Frank Eaton, the former creative director for the state Democratic Party and Winston-Salem resident, said he had expected the amendment to pass, so he recorded a video encouraging proponents of marriage equality to keep fighting and to focus on voting out the politicians who supported the amendment, particularly defeating the Republican gubernatorial nominee Pat Mc- Crory. In less than two days, the video received over 20,000 hits.
“Opponents won’t go away, and will be fired up,” Eaton said. “Politics works in these waves, and they just made us angry. You’re going to have a lot of pro-equality voters coming out in November. [McCrory and Phil Berger’s] worst nightmare is that we pin this to them, but their fingerprints are all over it.”
Eaton was at a Protect All NC Families event in Raleigh on election night, and said as a straight ally, it was heartbreaking to see the pain on people’s faces that will be most directly impacted.
What he didn’t expect was that President Obama would announce his personal support of same-sex marriage the day after the vote in North Carolina.
“There is just no way to overstate what that meant, even those of us who were disappointed he didn’t say something earlier,” Eaton said. “It allows the fight for marriage equality to claim political viability. He gives Democrats across the spectrum political cover to be in favor of marriage equality.”

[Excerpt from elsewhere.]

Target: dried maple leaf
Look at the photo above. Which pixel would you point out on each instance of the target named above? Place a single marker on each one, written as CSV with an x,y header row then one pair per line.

UNCG senior Caleb Patterson, who organized against the amendment, said there would be a big push to have marriage equality as part of the Democratic platform at the Democratic National Convention in Charlotte.

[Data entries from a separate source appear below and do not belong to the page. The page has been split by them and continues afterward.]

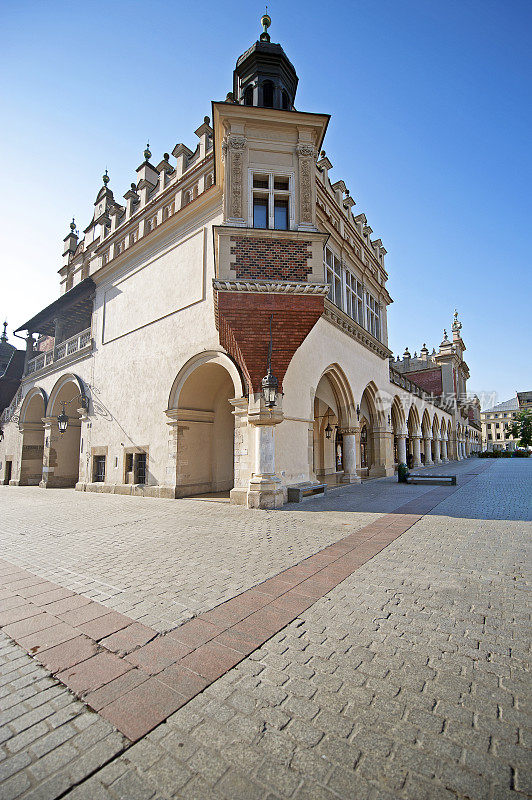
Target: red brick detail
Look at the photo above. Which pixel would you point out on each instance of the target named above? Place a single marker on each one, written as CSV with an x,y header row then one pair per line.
x,y
244,326
427,379
270,259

“To see the president come out and support marriage equality the next day made the sting go away a little bit,” Patterson said.
Now that the amendment campaign is over, he said marriage equality proponents here could go on the offensive. Patterson expects to see numerous court cases on the issue, as well as a concerted push to get pro-amendment legislators out of office.

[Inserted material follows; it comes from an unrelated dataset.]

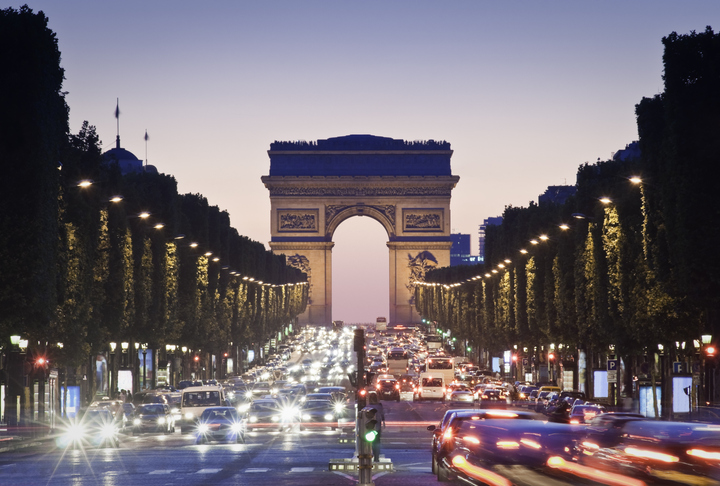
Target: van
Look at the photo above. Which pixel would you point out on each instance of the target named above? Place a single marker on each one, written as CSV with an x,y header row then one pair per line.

Holland said at the rally that it was time to go on the offensive too, voting people out and fighting for things people needed like universal healthcare and a living wage, to which the rally erupted in support.
The fight has already begun to move forward, Patterson said, noting that a second march against the amendment was already planned.
“Hopefully some of the rage that we saw on Facebook will translate to people trying to defeat McCrory,” he said.
The response already extends beyond the courtroom, streets and ballot boxes. Richard Caban-Cubero and Christian Velasquez Acevedo at Parkland Magnet High School in Winston-Salem initiated a “Wear White 4 Rights” armband campaign to show their opposition to the amendment.
Acevedo told the “Greensboro Against Amendment One” Facebook group that they heard from people as far as Brazil and Australia who planned to participate, as well as throughout the United States.
Opposition immediately continued in other parts of North Carolina as well, with three same-sex couples attempting to have their relationships and out-of-state marriage licenses recognized in Durham the following day. An online petition to repeal the amendment quickly gained more than 133,000 signatures, with more people signing regularly.
While many amendment opponents were left feeling upset and dejected, they aren’t accepting defeat. Like Eaton, Ed Whitfield said amendment supporters had galvanized opponents.
“They did something they didn’t plan to do,” Whitfield said at the rally. “They have helped to assemble this force, and it is a force to be reckoned with. We will see victory in the future.”